Ice water veined
by Nika Ann
I just want to say that I have made my blog private for awhile. Therefore, I hope to return to 20 Lines and do a bit of writing here again. This is such a home for artists of words and images and I feel comfortable here. How many new people have joined since I was here last. I look forward to coming to know you through your work and comments.
I have taken Melissa up on her publishing offer through Sable Books and as of last night’s conversation with her, am going to publish my second book of poetry. After a few back-and-forth emails and one long phone conversation, I know Sable is the right choice for me. I would encourage any of you who are thinking of publishing to give Sable Books a try. I am so excited to be in the beginning stages of compiling my book.
I could hardly sleep last night because words and ideas pushed around in my mind for attention. It was such a happy conglomeration of thoughts, though, and I am ready to forge ahead.
Here I come, Sable.

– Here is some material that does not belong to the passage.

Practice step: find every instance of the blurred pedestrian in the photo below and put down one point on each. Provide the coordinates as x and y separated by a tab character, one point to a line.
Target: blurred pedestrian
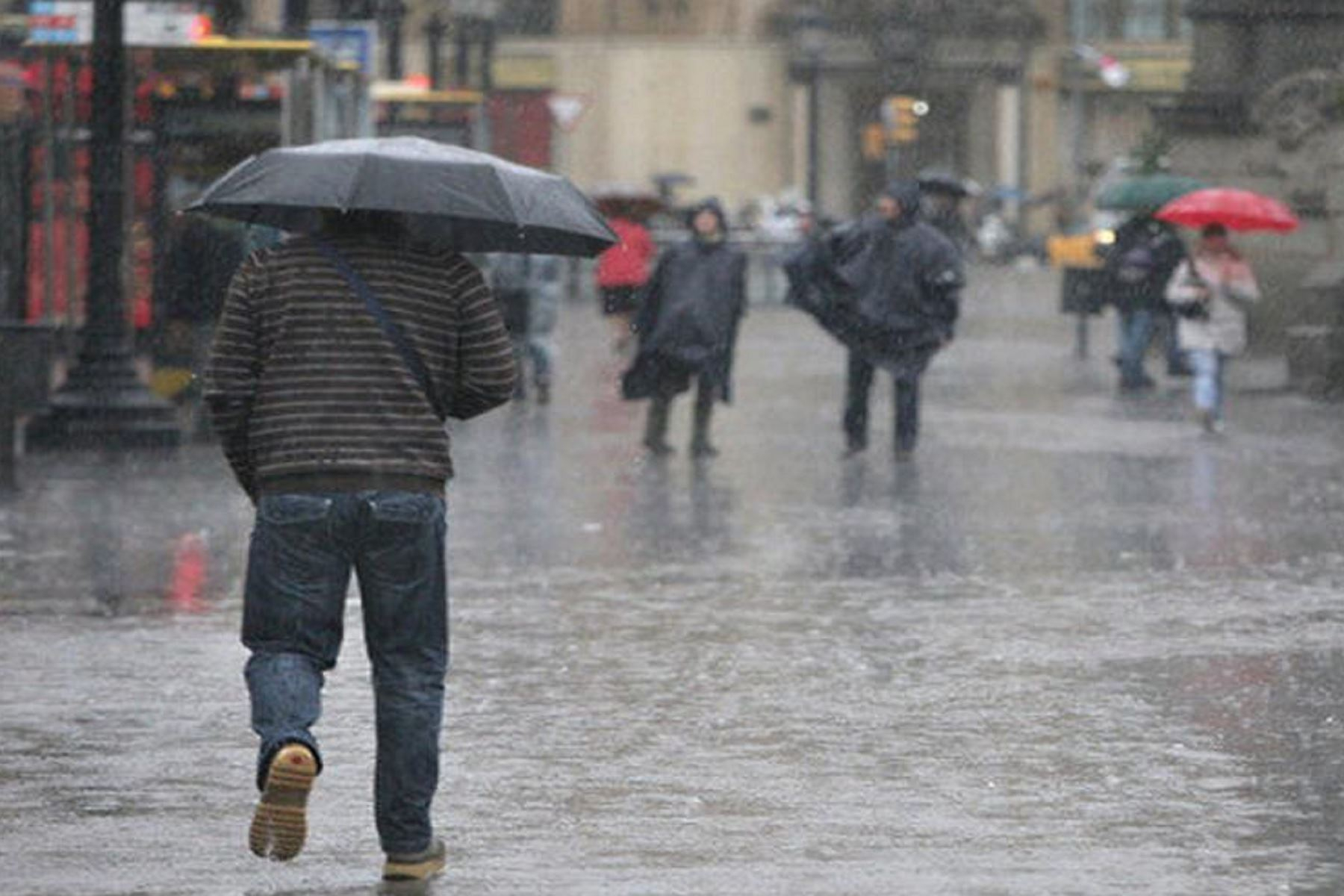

Thank you for being there for me at just the right time.
Three years ago, I lost my mom.
She had been fading for years, but we still talked,
we laughed and loved.
It seems like since then loss and loneliness
have been so much of my life.
I feel like I am drowning.
After loosing my child, hope, faith,
and that special closeness with my family,
I feel I will never capture the joy in life again.
I can only beg you, young people,
to take that joy, when you find it,
and treat it as thought it was glass, because it is.